The Texas college shooting that led to a campus-wide lockdown grew out of a fight between two individuals, both of whom were injured. A member of the college staff was also caught in the crossfire during the shooting.
Patric Schneider / AP
A fight between two people led to a shooting at a Texas community college Tuesday and sent students fleeing for safety as officials placed the campus on lockdown, officials said. A maintenance man was caught in the crossfire and wounded.
One of the people involved in the fight had a student ID, and both people were wounded and hospitalized, said Harris County Sheriff's Maj. Armando Tello. A fourth person was also taken to a hospital for a medical condition, he said.

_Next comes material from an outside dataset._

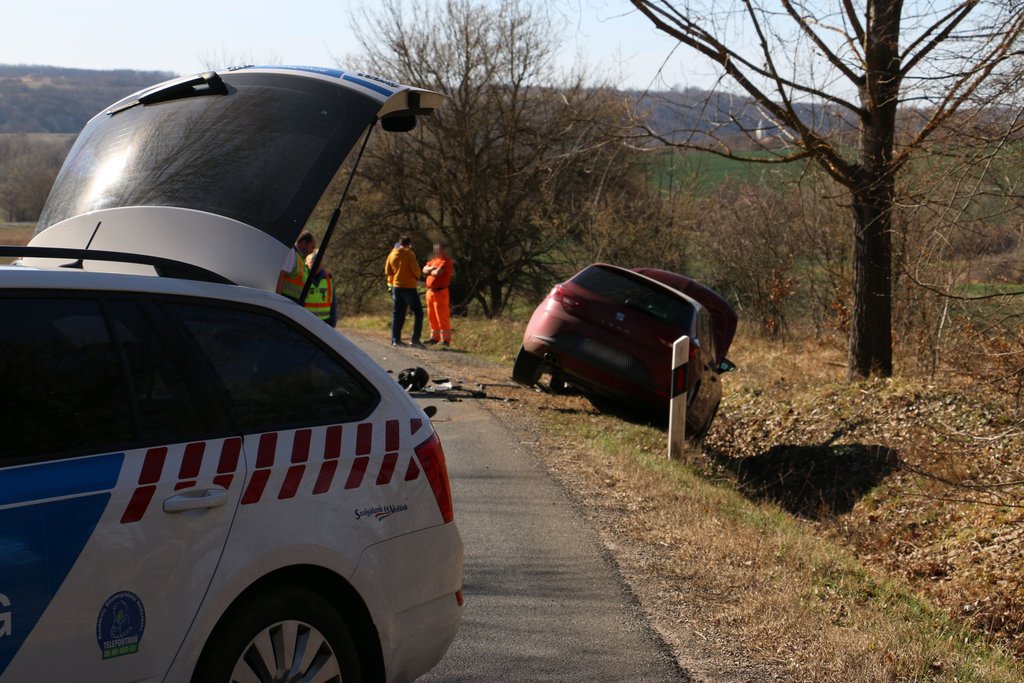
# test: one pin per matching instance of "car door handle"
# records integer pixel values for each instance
(196, 500)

The two people involved in the fight are considered people of interest, Tello said. Authorities said they weren't looking for any other suspects, and they recovered one handgun at the scene.
The shooting that happened shortly after 12 p.m. sent students scurrying for safety on the Lone Star College System campus about 20 miles (32 kilometers) north of downtown Houston. Some barricaded themselves in the rooms they were in, while others fled to nearby buildings.

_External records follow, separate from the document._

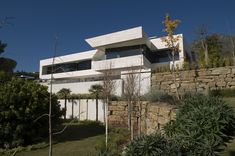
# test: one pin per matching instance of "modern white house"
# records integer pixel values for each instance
(122, 52)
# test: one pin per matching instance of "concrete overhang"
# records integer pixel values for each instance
(129, 37)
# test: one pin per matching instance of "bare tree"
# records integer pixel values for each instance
(172, 42)
(131, 94)
(202, 32)
(108, 89)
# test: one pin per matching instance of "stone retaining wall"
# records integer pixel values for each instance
(201, 80)
(147, 117)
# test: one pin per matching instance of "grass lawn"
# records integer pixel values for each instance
(77, 140)
(70, 148)
(230, 149)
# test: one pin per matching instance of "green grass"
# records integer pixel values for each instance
(230, 149)
(70, 148)
(80, 139)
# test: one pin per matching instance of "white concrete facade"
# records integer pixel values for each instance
(121, 52)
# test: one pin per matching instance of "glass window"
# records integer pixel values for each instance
(67, 67)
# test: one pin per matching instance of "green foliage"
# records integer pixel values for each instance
(202, 125)
(155, 95)
(151, 145)
(21, 102)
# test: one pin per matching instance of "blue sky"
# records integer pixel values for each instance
(36, 22)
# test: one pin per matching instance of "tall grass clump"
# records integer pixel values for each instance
(202, 125)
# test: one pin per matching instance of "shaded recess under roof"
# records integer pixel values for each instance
(129, 37)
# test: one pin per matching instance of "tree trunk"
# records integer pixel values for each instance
(173, 71)
(96, 100)
(106, 123)
(72, 107)
(65, 107)
(129, 115)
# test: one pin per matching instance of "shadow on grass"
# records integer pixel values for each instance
(79, 131)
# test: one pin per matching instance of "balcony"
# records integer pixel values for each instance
(122, 62)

The shooting comes just over a month after a gunman killed 20 children and six adults at an elementary school in Connecticut, heightening security concerns at campuses across the country and fueling a national debate about gun control.
President Barack Obama has proposed a package of federal gun-control proposals that are expected to face stiff opposition from congressional Republicans, who control the House of Representatives.

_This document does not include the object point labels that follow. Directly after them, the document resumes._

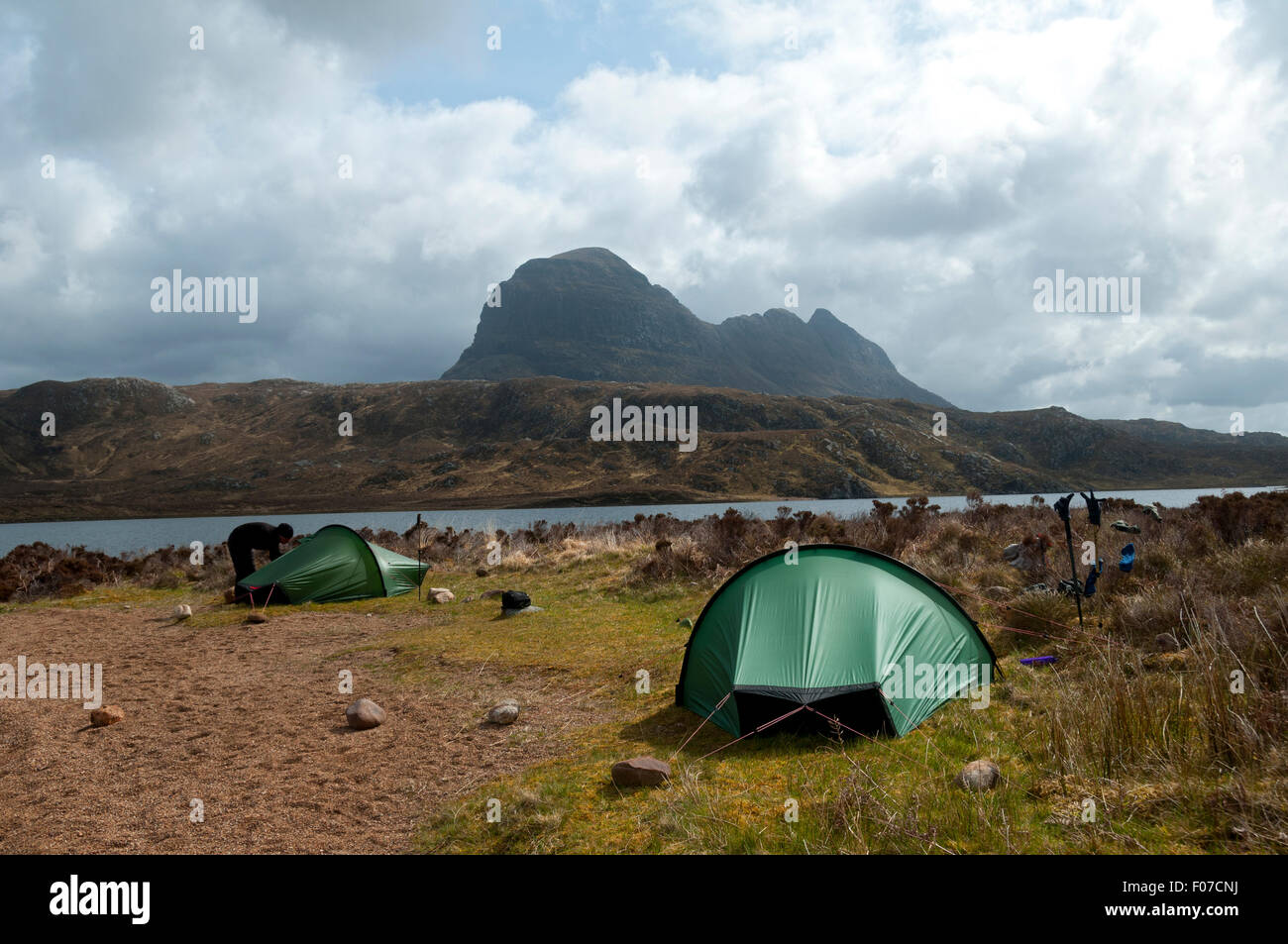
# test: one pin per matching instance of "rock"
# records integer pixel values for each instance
(365, 713)
(515, 599)
(978, 776)
(507, 613)
(503, 712)
(640, 772)
(1028, 554)
(1167, 661)
(108, 713)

Many opponents of stricter gun laws argue that further restrictions will impinge on the Second Amendment of the Constitution, which protects the right of citizens to bear arms. Gun control proponents counter that the Second Amendment allows for regulating gun ownership.
In Texas, several school districts have either implemented or are considering a plan to allow faculty to carry guns on campus. Guns are not allowed on college campuses, but the Texas Legislature this year may debate a bill that would allow them.
Mark Zaragosa said he had just come out of an emergency medical training class when he saw two people who were injured and stopped to help them. Officers had not yet arrived, he said.